Sous nos pieds, un monde invisible travaille en silence depuis des millions d’années. Ce monde, c’est celui des champignons mycorhiziens, ces micro-organismes qui vivent en symbiose avec les racines des plantes. En échange de sucres, ils leur offrent une meilleure absorption de l’eau et des nutriments, renforcent leurs défenses et améliorent la qualité du sol. Un mécanisme naturel que l’agriculture intensive a largement perturbé, mais que la start-up Mycophyto, installée à Grasse (Alpes-Maritimes), s’emploie à restaurer.
Créée en 2017 par Justine Lipuma et Christine Berrie-Boncet, Mycophyto est issue des laboratoires de l’Université Côte d’Azur.

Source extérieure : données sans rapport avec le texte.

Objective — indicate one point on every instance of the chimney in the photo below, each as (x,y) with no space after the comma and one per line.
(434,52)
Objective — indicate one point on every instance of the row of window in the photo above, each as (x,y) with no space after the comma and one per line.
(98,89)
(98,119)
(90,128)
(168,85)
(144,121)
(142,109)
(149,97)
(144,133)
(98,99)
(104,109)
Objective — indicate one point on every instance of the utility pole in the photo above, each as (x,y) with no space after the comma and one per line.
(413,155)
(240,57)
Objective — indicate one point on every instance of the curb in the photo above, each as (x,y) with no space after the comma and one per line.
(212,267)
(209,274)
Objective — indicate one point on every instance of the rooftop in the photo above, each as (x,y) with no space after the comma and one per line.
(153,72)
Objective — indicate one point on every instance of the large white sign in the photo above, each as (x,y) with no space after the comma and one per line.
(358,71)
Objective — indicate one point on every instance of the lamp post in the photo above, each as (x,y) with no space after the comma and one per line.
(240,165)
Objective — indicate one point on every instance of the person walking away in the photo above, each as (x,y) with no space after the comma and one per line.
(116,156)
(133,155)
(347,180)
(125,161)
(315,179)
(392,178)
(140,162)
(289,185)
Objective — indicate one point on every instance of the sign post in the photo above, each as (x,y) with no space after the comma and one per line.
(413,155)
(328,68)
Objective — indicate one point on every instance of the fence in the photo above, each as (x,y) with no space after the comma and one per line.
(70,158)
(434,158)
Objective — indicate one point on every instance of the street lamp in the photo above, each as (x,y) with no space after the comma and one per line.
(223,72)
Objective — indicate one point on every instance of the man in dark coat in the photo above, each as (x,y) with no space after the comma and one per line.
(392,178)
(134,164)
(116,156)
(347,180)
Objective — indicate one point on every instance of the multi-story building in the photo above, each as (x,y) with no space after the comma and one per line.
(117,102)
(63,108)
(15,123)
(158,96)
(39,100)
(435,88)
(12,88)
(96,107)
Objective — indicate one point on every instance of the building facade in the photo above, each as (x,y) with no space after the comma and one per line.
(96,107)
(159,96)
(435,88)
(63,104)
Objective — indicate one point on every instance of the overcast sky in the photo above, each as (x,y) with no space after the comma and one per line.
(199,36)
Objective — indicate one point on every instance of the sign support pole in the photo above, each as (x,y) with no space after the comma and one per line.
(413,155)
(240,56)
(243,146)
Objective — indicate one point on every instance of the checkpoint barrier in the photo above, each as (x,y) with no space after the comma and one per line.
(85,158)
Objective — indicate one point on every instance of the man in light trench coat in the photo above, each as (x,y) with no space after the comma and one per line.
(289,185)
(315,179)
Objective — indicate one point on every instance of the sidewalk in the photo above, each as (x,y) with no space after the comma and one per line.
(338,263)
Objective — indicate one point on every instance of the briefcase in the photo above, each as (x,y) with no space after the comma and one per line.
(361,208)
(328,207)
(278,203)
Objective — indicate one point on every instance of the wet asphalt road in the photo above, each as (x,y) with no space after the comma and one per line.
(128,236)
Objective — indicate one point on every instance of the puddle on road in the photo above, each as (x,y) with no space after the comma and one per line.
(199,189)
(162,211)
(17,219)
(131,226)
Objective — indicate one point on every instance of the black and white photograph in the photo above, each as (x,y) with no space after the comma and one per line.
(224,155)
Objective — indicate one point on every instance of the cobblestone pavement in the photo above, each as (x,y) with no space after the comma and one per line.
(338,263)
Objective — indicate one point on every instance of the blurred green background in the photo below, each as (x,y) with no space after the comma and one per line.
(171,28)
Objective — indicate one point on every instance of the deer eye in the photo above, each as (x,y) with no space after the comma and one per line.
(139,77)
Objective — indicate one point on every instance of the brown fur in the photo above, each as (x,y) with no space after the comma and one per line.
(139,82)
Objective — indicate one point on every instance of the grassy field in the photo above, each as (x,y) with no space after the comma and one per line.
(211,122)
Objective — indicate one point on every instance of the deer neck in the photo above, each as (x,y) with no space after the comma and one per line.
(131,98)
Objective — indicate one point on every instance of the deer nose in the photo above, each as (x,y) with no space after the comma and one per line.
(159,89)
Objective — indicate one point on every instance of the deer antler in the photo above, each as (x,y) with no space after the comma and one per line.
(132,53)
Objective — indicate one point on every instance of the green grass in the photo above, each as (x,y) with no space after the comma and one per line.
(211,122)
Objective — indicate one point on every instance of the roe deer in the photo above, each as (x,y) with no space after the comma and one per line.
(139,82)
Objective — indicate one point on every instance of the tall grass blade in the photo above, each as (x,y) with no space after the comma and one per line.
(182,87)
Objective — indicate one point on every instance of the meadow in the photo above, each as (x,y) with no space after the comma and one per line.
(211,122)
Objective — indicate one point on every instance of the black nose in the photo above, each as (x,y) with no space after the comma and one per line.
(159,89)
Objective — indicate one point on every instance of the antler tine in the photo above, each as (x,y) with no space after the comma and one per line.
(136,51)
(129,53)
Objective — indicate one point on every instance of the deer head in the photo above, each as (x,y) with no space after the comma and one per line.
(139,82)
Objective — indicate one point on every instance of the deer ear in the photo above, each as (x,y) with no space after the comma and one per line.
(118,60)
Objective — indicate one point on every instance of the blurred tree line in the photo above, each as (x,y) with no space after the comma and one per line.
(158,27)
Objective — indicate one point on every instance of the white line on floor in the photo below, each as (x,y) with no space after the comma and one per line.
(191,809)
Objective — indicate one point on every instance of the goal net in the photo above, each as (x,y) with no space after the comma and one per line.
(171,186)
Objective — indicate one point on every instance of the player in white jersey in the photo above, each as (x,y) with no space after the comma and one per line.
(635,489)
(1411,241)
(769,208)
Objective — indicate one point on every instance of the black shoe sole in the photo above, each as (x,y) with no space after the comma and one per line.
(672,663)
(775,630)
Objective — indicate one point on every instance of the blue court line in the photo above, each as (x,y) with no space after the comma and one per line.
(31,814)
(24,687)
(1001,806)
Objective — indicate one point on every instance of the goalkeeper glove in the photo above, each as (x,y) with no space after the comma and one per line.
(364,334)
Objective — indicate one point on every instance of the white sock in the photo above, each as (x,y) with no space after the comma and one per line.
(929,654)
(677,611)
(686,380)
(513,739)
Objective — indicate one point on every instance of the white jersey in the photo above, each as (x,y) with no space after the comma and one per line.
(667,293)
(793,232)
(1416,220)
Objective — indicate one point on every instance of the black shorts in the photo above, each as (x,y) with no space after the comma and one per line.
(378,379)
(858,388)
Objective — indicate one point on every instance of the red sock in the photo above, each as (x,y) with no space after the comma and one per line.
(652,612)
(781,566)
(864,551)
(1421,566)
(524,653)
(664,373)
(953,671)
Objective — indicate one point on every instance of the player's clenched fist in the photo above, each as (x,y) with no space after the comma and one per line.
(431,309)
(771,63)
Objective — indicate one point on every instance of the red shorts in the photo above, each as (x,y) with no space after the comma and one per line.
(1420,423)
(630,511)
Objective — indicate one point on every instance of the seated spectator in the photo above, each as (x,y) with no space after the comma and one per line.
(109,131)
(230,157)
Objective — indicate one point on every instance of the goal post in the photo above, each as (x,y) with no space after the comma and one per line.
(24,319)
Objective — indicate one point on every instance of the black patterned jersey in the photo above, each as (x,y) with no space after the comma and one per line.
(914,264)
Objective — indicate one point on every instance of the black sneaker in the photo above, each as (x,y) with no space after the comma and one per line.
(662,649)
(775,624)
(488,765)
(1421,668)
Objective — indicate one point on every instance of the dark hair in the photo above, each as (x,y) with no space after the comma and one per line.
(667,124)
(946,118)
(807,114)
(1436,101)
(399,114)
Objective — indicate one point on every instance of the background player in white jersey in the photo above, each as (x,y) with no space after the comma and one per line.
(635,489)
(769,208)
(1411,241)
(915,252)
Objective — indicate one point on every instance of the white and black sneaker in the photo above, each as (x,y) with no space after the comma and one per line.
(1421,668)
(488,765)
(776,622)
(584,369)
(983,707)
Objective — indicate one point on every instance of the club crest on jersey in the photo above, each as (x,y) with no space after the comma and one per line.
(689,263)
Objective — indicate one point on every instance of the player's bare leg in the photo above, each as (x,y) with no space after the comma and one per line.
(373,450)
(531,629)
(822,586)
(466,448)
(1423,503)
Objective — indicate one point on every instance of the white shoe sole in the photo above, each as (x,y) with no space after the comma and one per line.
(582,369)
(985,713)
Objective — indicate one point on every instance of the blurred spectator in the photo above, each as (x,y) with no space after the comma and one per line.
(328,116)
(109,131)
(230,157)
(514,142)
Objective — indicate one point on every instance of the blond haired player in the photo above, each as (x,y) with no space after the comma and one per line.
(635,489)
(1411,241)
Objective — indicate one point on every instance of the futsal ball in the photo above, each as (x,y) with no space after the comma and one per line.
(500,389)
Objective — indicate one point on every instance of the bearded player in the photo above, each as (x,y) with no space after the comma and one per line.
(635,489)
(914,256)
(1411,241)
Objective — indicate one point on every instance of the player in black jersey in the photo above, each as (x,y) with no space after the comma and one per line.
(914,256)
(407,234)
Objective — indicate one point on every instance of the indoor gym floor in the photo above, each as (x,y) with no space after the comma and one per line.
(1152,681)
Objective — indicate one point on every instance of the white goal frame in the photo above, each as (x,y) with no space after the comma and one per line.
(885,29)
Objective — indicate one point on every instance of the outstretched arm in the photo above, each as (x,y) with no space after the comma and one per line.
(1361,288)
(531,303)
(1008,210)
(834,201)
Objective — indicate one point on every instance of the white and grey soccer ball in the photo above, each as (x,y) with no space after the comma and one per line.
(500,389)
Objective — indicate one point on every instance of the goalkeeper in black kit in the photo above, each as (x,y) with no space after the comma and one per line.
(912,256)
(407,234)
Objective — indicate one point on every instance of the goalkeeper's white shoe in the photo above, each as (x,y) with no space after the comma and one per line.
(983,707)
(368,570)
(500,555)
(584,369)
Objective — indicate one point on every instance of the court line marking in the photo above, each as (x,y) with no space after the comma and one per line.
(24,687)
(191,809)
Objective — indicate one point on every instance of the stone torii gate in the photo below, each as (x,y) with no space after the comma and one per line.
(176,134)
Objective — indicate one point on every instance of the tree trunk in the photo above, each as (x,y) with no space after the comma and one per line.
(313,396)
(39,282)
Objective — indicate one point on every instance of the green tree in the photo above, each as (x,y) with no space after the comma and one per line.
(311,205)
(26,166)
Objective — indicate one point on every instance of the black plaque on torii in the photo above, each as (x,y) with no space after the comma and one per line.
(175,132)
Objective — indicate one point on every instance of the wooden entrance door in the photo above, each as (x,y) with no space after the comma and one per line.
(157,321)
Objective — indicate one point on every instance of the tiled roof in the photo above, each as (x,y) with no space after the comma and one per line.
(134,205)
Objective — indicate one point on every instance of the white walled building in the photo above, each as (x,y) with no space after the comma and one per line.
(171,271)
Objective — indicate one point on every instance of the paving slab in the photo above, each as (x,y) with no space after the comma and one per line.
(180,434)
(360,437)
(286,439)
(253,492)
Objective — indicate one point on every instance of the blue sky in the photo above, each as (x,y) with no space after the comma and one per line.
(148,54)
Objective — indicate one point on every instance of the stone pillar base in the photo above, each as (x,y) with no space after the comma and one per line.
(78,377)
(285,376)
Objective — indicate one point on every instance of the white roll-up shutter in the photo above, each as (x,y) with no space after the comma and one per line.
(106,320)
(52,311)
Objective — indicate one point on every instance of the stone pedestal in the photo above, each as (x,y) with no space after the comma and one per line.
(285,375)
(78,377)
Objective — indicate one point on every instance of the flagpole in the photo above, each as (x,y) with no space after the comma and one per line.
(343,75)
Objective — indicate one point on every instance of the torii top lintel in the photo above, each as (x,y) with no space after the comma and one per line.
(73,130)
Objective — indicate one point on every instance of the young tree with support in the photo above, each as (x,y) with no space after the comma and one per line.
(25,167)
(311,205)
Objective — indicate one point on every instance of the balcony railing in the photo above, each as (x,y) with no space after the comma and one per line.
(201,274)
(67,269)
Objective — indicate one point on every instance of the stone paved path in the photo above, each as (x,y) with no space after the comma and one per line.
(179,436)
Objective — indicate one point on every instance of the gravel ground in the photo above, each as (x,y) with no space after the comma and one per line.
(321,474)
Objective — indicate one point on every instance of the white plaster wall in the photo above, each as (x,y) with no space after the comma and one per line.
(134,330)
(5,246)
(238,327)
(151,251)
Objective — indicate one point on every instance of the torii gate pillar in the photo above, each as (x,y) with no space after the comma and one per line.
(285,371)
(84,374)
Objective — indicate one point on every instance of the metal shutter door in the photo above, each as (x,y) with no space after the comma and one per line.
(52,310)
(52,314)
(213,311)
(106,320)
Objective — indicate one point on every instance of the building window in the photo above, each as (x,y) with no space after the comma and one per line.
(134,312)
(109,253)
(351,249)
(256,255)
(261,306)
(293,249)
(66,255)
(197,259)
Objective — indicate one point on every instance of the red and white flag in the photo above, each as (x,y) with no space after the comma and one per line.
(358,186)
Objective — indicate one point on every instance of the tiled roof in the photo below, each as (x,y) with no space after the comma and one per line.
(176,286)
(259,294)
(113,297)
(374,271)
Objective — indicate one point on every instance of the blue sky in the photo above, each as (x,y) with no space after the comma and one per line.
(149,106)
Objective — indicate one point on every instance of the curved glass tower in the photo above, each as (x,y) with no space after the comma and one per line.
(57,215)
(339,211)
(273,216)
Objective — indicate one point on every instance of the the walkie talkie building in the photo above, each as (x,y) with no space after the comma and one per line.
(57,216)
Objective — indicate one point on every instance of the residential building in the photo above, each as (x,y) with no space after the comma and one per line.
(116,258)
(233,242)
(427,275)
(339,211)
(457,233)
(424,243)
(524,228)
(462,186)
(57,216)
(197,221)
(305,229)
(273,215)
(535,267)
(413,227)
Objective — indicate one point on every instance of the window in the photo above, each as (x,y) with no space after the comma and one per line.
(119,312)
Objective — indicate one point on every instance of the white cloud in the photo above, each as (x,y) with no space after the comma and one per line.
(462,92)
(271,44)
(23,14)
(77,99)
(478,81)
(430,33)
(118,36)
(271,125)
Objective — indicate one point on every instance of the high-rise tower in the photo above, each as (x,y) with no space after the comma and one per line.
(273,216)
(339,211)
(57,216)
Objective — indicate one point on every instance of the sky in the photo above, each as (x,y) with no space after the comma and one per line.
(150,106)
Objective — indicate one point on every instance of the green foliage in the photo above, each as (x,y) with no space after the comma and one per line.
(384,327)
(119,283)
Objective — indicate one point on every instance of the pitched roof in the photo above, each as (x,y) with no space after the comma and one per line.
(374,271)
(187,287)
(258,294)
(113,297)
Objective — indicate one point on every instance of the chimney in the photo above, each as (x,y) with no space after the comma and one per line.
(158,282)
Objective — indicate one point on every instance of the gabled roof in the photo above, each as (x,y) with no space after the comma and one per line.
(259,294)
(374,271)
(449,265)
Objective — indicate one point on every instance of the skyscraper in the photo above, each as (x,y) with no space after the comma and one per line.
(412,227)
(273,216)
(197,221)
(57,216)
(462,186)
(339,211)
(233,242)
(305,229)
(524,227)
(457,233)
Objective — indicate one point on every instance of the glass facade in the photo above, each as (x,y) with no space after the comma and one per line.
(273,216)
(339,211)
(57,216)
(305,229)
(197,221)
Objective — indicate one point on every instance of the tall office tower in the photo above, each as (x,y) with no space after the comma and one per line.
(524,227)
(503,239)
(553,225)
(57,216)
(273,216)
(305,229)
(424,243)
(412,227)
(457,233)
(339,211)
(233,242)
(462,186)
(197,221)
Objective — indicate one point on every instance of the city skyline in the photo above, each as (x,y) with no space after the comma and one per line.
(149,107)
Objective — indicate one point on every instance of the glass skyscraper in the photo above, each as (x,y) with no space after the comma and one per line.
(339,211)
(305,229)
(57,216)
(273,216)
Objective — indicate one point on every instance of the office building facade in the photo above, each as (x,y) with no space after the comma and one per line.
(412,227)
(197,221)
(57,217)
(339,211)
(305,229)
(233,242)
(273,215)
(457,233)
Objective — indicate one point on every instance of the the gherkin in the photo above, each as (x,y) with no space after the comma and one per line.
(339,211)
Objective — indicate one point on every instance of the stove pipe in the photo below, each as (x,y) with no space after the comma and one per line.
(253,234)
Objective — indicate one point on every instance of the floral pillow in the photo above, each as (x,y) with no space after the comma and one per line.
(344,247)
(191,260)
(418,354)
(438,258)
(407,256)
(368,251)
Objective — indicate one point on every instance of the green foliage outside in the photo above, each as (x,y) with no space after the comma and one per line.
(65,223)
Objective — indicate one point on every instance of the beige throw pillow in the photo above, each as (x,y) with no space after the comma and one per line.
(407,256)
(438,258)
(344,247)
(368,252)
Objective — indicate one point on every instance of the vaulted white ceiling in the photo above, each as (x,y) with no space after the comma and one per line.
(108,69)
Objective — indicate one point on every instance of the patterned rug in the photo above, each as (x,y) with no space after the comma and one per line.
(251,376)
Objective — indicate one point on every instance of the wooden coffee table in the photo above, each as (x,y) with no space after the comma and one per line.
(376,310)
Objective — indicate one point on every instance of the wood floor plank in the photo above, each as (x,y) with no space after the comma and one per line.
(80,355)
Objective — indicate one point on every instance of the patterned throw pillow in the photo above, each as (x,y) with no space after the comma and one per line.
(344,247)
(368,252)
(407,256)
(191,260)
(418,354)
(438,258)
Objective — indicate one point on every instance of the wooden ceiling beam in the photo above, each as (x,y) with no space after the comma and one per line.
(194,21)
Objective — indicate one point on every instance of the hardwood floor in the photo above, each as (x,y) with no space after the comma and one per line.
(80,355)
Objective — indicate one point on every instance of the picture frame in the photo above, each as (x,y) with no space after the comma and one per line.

Avec une approche alliant microbiologie, intelligence artificielle et connaissance fine des terroirs, l’entreprise propose des “cocktails” de champignons mycorhiziens adaptés à chaque sol, chaque culture, chaque région. Leur promesse : rétablir la santé des sols pour mieux faire face aux aléas climatiques, tout en réduisant la dépendance aux traitements chimiques et la vulnérabilité face au stress hydrique. Une transition douce mais radicale, enracinée dans le vivant.
Une symbiose millénaire, remise au goût du jour
L’idée peut sembler audacieuse, mais elle repose sur un principe biologique fondamental : sans champignons mycorhiziens, les plantes terrestres n’auraient jamais colonisé les continents. Ces micro-organismes, apparus il y a plus de 400 millions d’années, forment un réseau souterrain qui relie les plantes entre elles, favorisant les échanges d’eau, de nutriments et même d’informations. Dans un sol vivant, ces champignons tissent une toile de coopération essentielle à la santé des végétaux.
Les pratiques agricoles modernes – labours intensifs, produits chimiques, monocultures – ont appauvri cette biodiversité invisible. En réintroduisant des champignons adaptés à chaque sol, Mycophyto ne fait donc pas que « traiter » les sols : elle leur rend leur intelligence naturelle. “Ces champignons améliorent la structure du sol, ce qui permet une meilleure aération, un meilleur drainage ou, au contraire, une rétention plus efficace en cas de sécheresse”, explique Juliette Laval, ingénieure agronome chez Mycophyto. Résultat : des plantes plus autonomes, plus résistantes… et des agriculteurs moins dépendants des intrants chimiques.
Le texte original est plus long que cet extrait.